Up in smoke: Tobacco-free zones may help kick habit
REASURE VALLEY — With a ban on smoking in city parks, this year Meridian joined other governments and businesses that continue to limit where people can light up.
It’s part of a trend that makes it harder and harder for smokers to find places to smoke. And measures like the Meridian park ban could be part of the reason adult smoking rates in Idaho have gone done over the past 15 years.
On Sept. 1, the Woodgrain Millwork facilities in Nampa and Fruitland implemented a smoke free policy on all business property.
“We’ve heard from a lot of our smokers that it’s helped them actually quit,” Idaho Health and Welfare anti-smoking crusader Jack Miller said about smoke-free zones. “‘OK, I can’t smoke at work now, so maybe I should quit.’ A lot of them say that’s been the trigger.”

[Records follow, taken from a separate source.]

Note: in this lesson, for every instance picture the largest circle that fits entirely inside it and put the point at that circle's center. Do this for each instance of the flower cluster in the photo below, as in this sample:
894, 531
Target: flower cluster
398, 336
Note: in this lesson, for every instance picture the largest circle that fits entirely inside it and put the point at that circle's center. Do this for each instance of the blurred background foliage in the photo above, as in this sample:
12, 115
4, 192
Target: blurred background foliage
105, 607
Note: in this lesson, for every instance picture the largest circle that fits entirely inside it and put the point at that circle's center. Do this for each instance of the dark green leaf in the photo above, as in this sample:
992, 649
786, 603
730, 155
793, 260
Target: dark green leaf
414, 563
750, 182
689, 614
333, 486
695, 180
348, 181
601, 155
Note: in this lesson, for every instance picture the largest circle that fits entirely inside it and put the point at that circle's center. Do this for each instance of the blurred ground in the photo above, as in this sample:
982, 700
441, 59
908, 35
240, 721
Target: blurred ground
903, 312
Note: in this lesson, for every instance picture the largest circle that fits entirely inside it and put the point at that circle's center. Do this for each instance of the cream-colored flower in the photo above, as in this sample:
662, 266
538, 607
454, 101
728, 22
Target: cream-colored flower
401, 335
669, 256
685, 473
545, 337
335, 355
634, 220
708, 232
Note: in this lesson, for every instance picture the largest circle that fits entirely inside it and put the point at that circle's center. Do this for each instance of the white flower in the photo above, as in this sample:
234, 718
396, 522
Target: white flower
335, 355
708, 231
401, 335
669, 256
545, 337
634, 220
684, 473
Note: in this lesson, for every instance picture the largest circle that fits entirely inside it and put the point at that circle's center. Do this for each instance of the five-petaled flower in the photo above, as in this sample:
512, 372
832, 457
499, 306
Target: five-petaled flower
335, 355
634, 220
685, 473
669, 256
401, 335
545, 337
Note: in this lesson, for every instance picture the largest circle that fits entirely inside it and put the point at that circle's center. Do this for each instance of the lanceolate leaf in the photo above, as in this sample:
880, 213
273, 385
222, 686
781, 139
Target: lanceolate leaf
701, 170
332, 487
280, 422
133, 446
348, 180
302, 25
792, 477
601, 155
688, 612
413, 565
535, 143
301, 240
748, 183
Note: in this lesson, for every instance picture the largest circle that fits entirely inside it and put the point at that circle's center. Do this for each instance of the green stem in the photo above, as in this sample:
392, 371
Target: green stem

The Idaho American Heart Association’s Adrean Casper said a study at the University of California, San Francisco found a link between smoke-free zones and quitting and reducing smoking.
Idaho law prohibits smoking in most indoor public places, such as shopping malls, most businesses, hospitals and restaurants.
In the case of Woodgrain, Southwest District Health stepped in to help the company write its new smoking policies.
“Business owners would like government to be the ones to implement their (smoke- free) policies,” Mitch Kiester, of Southwest District Health, said.
“Then maybe they don’t look like the bad guy.”
In 2000, 22.3 percent of Idaho adults smoked. By 2010, that statistic decreased to 15.7 percent.
Casper pointed to other factors that can curb smoking.
“History has shown us when you increase the tobacco tax, when you implement smoke free policies, and when you fully fund a state smoking cessation program you’ll see a decrease in tobacco use,” Casper said.